Setting up config.groovy
This file is generated automatically in the project folder after the initialization procedure is completed.
inputPath="."; <!--1-->
referenceDocFile = "gost.docx" <!--2-->
inputFiles = [
[file: 'API.adoc' <!--3-->
,formats: ['html','pdf','docbook','docx' <!--4-->
]],
]
Where:
Installs ${inputPath} to convert from docbook to docx. It must be set exactly as in the example.
Our docx template.
The master file that we will convert.
Types of files into which we will convert our asciidoc file.
We can exclude html and pdf formats, but docbook and docx must be specified explicitly.
Running the script
To run the script, run the command from the terminal:
doctoolchain docs convertToDocx
As a result of executing the command, Gradle will execute taskspecified by us in the file pandoc.gradle.
Replacing Table of Contents
After conversion from one format to another, our resulting docx file contains the title for the table of contents in English.
To change the language automatically:
Place the resulting docx file in any temporary directory.
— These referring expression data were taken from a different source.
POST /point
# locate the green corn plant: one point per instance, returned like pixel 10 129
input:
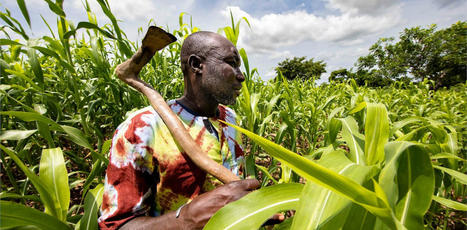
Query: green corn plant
pixel 368 186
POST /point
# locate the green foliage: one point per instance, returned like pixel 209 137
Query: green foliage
pixel 420 53
pixel 299 68
pixel 392 157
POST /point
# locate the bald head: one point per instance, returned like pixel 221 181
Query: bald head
pixel 202 44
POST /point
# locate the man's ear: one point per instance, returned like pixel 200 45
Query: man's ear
pixel 195 64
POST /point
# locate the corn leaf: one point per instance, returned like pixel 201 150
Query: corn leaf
pixel 376 133
pixel 253 209
pixel 450 203
pixel 53 173
pixel 16 215
pixel 16 134
pixel 326 178
pixel 92 203
pixel 24 11
pixel 355 141
pixel 460 177
pixel 411 167
pixel 319 205
pixel 48 199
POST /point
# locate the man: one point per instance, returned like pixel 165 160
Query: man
pixel 149 176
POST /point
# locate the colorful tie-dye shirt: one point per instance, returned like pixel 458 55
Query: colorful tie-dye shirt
pixel 149 174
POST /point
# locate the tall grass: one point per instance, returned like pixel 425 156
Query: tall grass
pixel 60 102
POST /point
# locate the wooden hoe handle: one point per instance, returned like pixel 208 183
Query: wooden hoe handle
pixel 128 71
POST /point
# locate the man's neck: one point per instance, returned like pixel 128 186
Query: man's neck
pixel 200 107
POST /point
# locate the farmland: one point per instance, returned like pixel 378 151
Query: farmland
pixel 390 157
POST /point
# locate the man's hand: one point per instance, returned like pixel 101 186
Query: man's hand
pixel 197 213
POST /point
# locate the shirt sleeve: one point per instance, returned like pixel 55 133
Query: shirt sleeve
pixel 130 184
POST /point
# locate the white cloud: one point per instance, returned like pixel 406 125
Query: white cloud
pixel 273 31
pixel 371 7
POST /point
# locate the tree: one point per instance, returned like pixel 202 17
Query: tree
pixel 420 53
pixel 361 77
pixel 300 68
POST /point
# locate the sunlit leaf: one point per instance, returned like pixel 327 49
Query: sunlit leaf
pixel 255 208
pixel 17 215
pixel 53 173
Copy the file with the script to the same directory. If necessary, make changes to the contents of this script.
#!/bin/sh
unzip API.docx <!--1-->
-d tmp #unzip
sed -i '' -e "s/Table of Contents/Оглавление/g" <!--2-->
tmp/word/document.xml <!--3-->
#find/replace
cd tmp && zip -r ../API1.docx <!--4-->
* && cd .. #zip
rm -rf tmp
Where:
The script unpacks the specified docx file.
Here we indicate what needs to be replaced ${Table of Contents}what will we change to (${Table of Contents} as an example).
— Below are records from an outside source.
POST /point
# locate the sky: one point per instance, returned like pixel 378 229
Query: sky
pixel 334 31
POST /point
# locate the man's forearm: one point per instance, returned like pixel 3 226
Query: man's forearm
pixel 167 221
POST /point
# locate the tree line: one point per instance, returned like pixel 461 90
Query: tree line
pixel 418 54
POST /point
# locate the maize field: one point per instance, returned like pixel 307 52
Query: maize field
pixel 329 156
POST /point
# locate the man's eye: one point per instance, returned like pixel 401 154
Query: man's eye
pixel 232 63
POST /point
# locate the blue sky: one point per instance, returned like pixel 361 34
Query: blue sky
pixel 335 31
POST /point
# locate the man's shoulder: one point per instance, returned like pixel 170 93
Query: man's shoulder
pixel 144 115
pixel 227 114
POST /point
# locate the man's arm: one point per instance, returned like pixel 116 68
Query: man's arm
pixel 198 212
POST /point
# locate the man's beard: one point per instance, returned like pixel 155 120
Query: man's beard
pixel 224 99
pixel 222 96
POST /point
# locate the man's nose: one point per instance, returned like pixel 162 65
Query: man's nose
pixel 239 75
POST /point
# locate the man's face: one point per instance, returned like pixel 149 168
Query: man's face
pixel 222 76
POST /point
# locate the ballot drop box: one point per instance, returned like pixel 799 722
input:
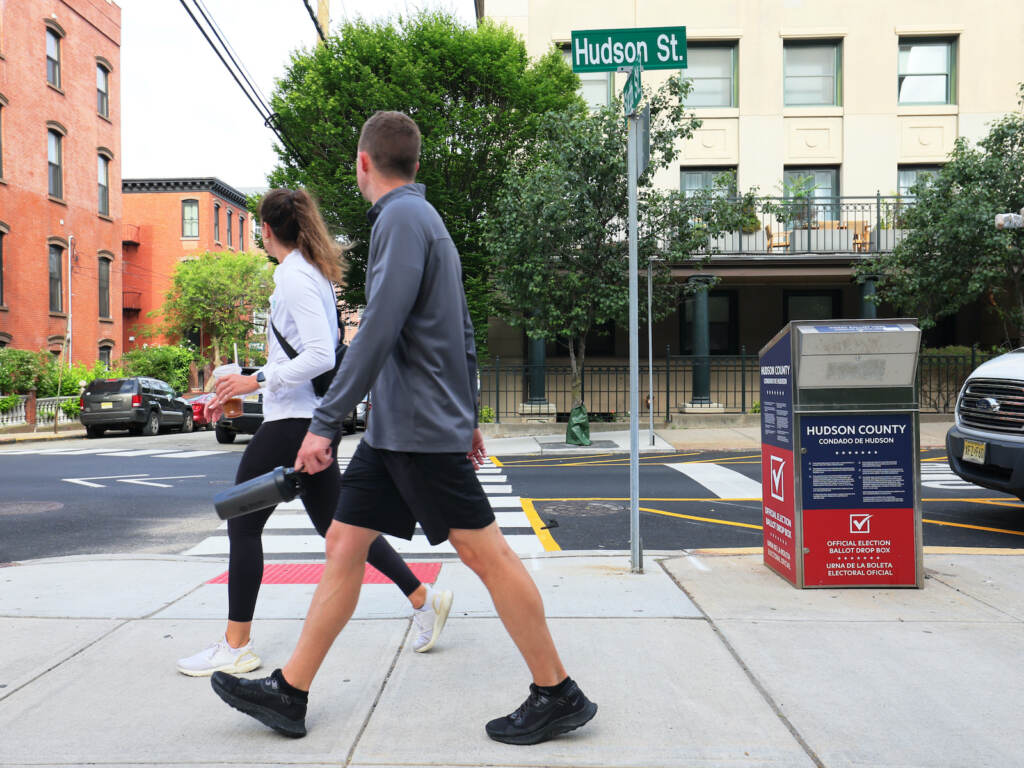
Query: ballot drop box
pixel 839 454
Where will we change? As you can see, sed changes the data in the already unpacked docx.
Repacking occurs indicating the name of the new file. I recommend always creating a new file.
Open the copied docx file. Your Word editor will display a warning window with permission to generate a TOC. Do this and save the file.
This step is very important!
Execute the script from the terminal.
bash find.sh
Hidden text
To run a script via bash on Windows you can use various methods such as BusyBox 64 or MSYS2.
Thus, we received a docx file from a predefined template using modern documentation storage systems.
Also, we touched a little on the structure of the docx file and were able to essentially automate routine actions using simple scripts.